Are you a bilge-pipe of annoyance, or are you in the business of using your creativity to make something that actually matters? Because, for a brief second, this is the opportunity we have. To matter.
A good idea can do more than sell stuff: it can save a life.
Some of us will find this uncomfortable, because mattering is hard. And it moves us from being shadowy advisers to being companies that people might actually want around.
A good idea can save a life
Doing this sort of work often manifests itself as an attempt to do good. After all, creativity that does good is attractive. Because, just like a sharp rock tied to a stick, or the man who thought of sticking a biro in someone’s neck when they’re choking, a good idea can do more than sell stuff: it can save a life.
But we need to dig deeper. It’s about a brand really looking at itself; not its budget split or roster of agencies, but its place in culture. Its social worth. Then looking at where the brand and what it stands for could best fit into the stuff we all enjoy. And that doesn’t always involve saving Africa.

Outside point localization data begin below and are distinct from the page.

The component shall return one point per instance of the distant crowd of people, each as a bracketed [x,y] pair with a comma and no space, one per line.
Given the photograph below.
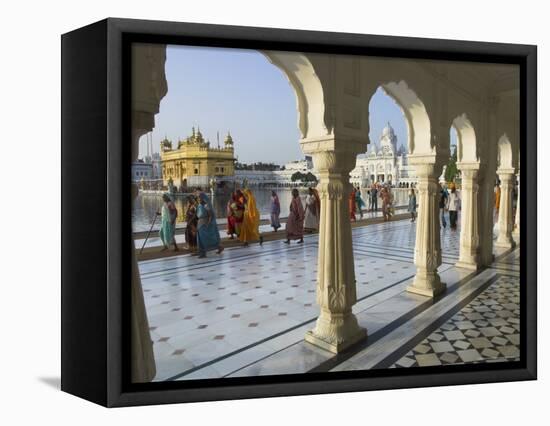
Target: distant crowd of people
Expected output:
[243,217]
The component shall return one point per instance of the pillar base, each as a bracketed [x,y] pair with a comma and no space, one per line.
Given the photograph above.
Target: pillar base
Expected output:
[505,244]
[429,285]
[336,332]
[472,266]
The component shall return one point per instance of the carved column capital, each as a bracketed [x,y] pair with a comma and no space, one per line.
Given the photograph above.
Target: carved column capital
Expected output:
[336,328]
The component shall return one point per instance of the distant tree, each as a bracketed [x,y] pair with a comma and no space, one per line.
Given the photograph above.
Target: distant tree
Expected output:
[310,177]
[297,176]
[451,170]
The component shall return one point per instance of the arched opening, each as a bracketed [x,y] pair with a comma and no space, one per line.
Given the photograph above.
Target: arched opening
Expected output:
[463,203]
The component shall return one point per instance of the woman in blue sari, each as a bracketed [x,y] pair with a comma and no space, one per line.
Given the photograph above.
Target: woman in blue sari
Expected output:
[208,235]
[168,215]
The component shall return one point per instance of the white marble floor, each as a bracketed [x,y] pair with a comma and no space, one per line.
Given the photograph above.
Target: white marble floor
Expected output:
[245,312]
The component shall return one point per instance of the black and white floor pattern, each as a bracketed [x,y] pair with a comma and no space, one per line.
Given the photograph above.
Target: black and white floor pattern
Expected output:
[486,330]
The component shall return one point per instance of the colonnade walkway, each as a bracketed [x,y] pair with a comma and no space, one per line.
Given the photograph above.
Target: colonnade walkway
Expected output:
[245,312]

The most potent brands will have a cultural view bigger than just marketing spend. They won’t market to the world, they will behave in the world, with authenticity and personality. And like-minded people will seek them out and buy their stuff.
New path, difficult questions
This new path can ask difficult questions of a business. Some won’t like it because it forces change. It will mess with our industry, break our rules and systems, change departments and question titles. It will force us to improve. It will summon talent.
Work up an appetite.
In our queue into hell, between estate agents and bankers, we have been given a glimmer of hope, the brief opportunity to use our creativity to matter in the world. To be wanted. And any human with a marketing budget should find that inspiring.